What the Recent Supreme Court Copyright Decisions Mean for You
In December 2011, the Supreme Court of Canada heard an unprecedented FIVE appeals involving copyright collectives. In July of this year, the Court handed down its decisions.
To avoid being overly academic, I will not cite the specific cases but rather focus just on the direct impact that the decisions have on CMA Ontario members.
1. Any income you receive from iTunes downloads and similar services could be lower. On any given track, there is a song and a sound recording. Each song and each sound recording has its own copyright; and each copyright comprises a performing right (technically a communication right) and a reproduction right.

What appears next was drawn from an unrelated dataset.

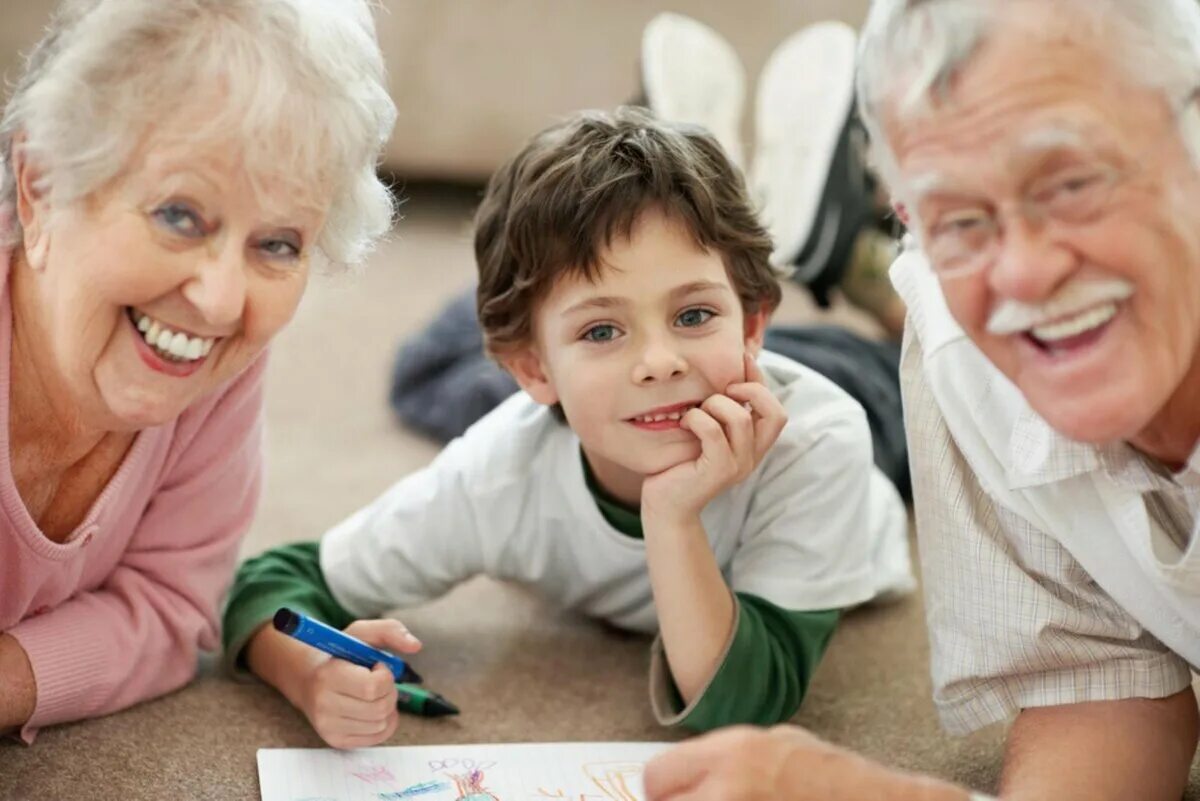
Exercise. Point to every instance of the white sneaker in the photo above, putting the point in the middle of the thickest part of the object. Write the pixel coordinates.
(805, 96)
(691, 74)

– The Supreme Court made it clear that SOCAN can no longer collect royalties for the incidental performance involved when a song is downloaded. The Court ruled that a download only involves a reproduction right. The reproduction right is generally licensed by your music publisher (you, if you are self-published). In turn, the licensing function is often delegated to CMRRA.
– Although the sound recording copyright was not at issue in the case, the decision also means that, for similar reasons, Re:Sound – SOCAN’s counterpart for sound recordings – cannot collect royalties for the incidental performance of the sound recording when it is downloaded. Your only source of revenue from iTunes type downloads will be your record label (you, if you are self-distributed). Because Re:Sound will receive no revenue from downloads, its member performer rights organizations (MROC and RACS) will in turn receive nothing to distribute to you.
2. The Court also agreed with the Copyright Board that “previewing” a track before purchasing it constitutes “fair dealing” because it is research. SOCAN had contended that this kind of streaming should be subject to a royalty payment, as it is in the US. Fair dealing is a concept under the Copyright Act that permits certain activities (research, news reporting, parody, among others) without royalty obligation. The decision shuts the door to either SOCAN or Re:Sound monetizing the activity.
3. Similar to its iTunes ruling, the Court held that downloading games that incorporate music does not entail performances. Accordingly, SOCAN is not entitled to collect royalties for the activity. Again, Re:Sound will be affected by this decision without having participated in the proceedings. Copyright owners of the songs and sound recordings can still get paid for the reproductions, but not the performances.
4. On the “plus side”, the Court held that SOCAN can continue to collect royalties for on-demand streaming, even though it was argued that such point-to-point communications were not “to the public”.
5. Finally, the Court ruled against Re:Sound’s contention that TV stations should pay Re:Sound for the performances of sound recordings embedded in TV programs and movies. This was a tariff proposal that, if successful, would have generated a lot of royalties for record labels and performers, putting them on the same footing as music publishers and composers of the same music for which SOCAN has always been paid. Unfortunately, the law that recognizes performing rights in sound recordings and performers’ performances is limited to audio-only sound recordings. Unfortunately, Re:Sound was unsuccessful in convincing the court otherwise.
The above summary of the Supreme Court decisions is a general overview and should not be taken as legal advice. If you have a specific issue that arises from this summary, you should consult a lawyer.
Craig Parks is a director on the CMA Ontario Board and sits on the Governance Committee. He is also legal counsel to MROC – Musicians’ Rights Organization Canada.